Norman Thomas di Giovanni

Parable of the Palace

On that day, the Yellow Emperor showed off his palace to the poet. Behind them, in a long descent, they had just left the first western terraces, which - like the tiers of an almost unimaginable amphitheatre - slope down to a paradise, or garden, whose metal mirrors and interwoven juniper hedges gave a hint of the labyrinth. Lightheartedly, the two men lost themselves in it - at first as if they were entering into a game but later with a touch of unease, for the straight avenues of the maze suffered a slight but continous curve and secretly were circles. At about midnight, observation of the planets and the timely sacrifice of a tortoise allowed them to extricate themselves from that whole sector, which seemed enchanted, but not from the feeling of being lost, which stayed with them to the end. After that, they passed through antechambers and courtyards and libraries and a hexagonal hall with a water clock, and one morning they saw from a tower a stone man that was later lost to them for ever. In sandalwood boats, they crossed a number of glinting rivers or a single river many times over. As the imperial retinue went by, people prostrated themselves, but one day the procession reached an island where someone failed to bow down, since he had never before laid eyes on the Son of Heaven, and the executioner was obliged to behead him. Indifferently, their eyes passed over black tresses and black dances and bizarre golden masks; reality merged with dream or, rather, reality became one of the forms of dream. It seemed impossible that the earth could be anything but gardens, watercourses, architectural structures, and resplendent shapes. Every hundred paces a tower soared into the air; to the eye, each was the same colour, but so long was the series and so subtle were the hues that the first of them was yellow and the last scarlet.

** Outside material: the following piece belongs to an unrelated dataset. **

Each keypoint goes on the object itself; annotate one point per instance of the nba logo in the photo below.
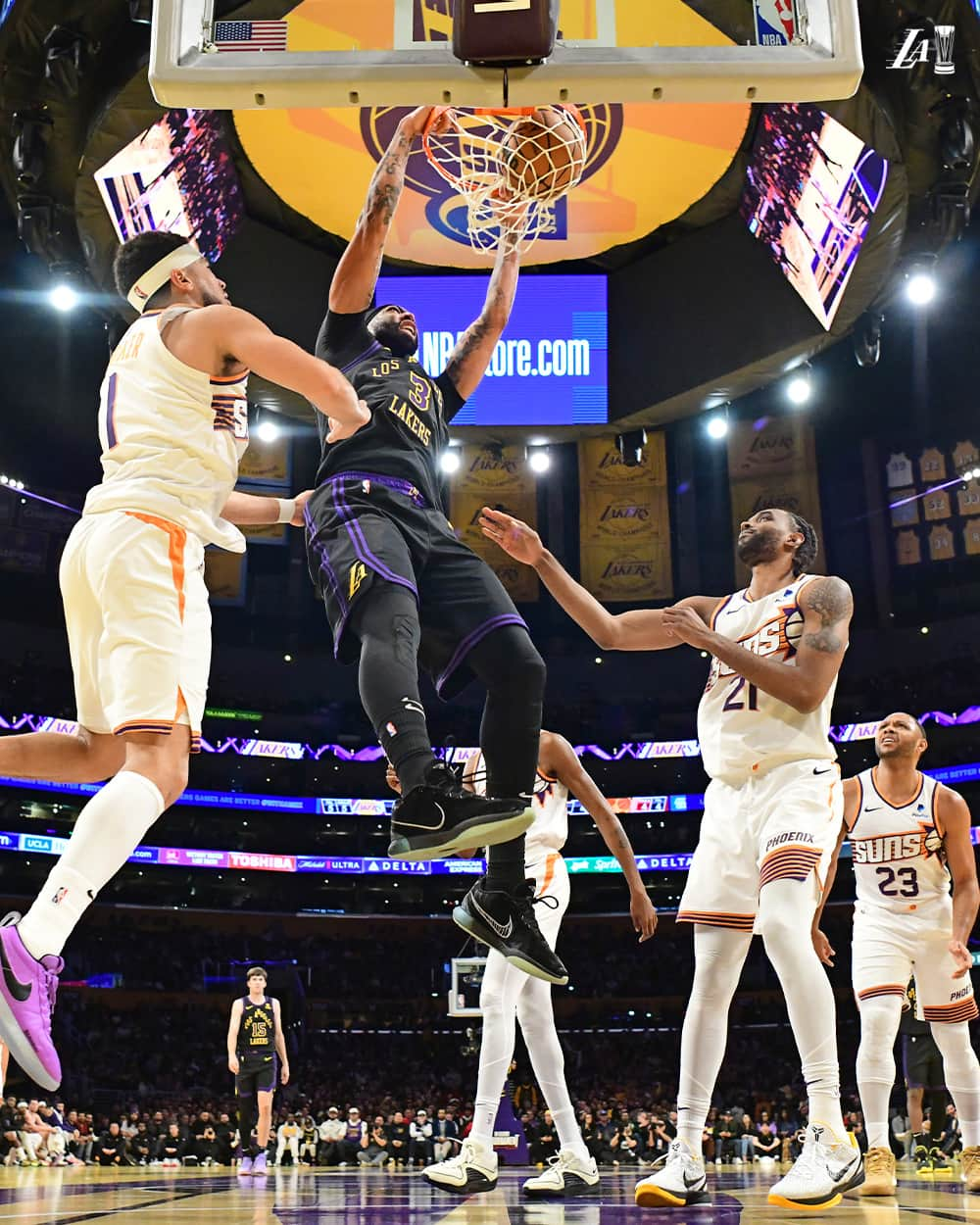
(777, 23)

At the foot of the second last tower the poet, who seemed detached from all these spectacles - marvels to everyone else - recited the short work that today we link inseparably with his name and that, according to the most elegant historians, bestowed immortality and death on him. The text is lost. Some believe that it consisted of a single line of verse; others, of a single word. What is certain, what is incredible, is that in the poem was the whole enormous palace down to the last detail, with each illustrious porcelain piece and each drawing on each piece and the shadows and lights of every dawn and dusk and each moment, whether happy or unhappy, of the glorious dynasties of mortals, gods, and dragons that had dwelt in the place from time immemorial. Everyone fell silent, but the Emperor cried, 'You have taken my palace from me!', and the executioner's iron sword cut short the poet's life.

Others tell the story in a different way. In this world there cannot be two identical things; it was enough, we are told, for the poet merely to utter the poem for the palace to disappear, as if struck and razed to the ground by the last syllable. Clearly, such legends are no more than literary fiction. The poet was the emperor's slave and died as such; his composition fell into oblivion because it deserved oblivion, and his descendents are still searching for - but will never find - the word for the universe.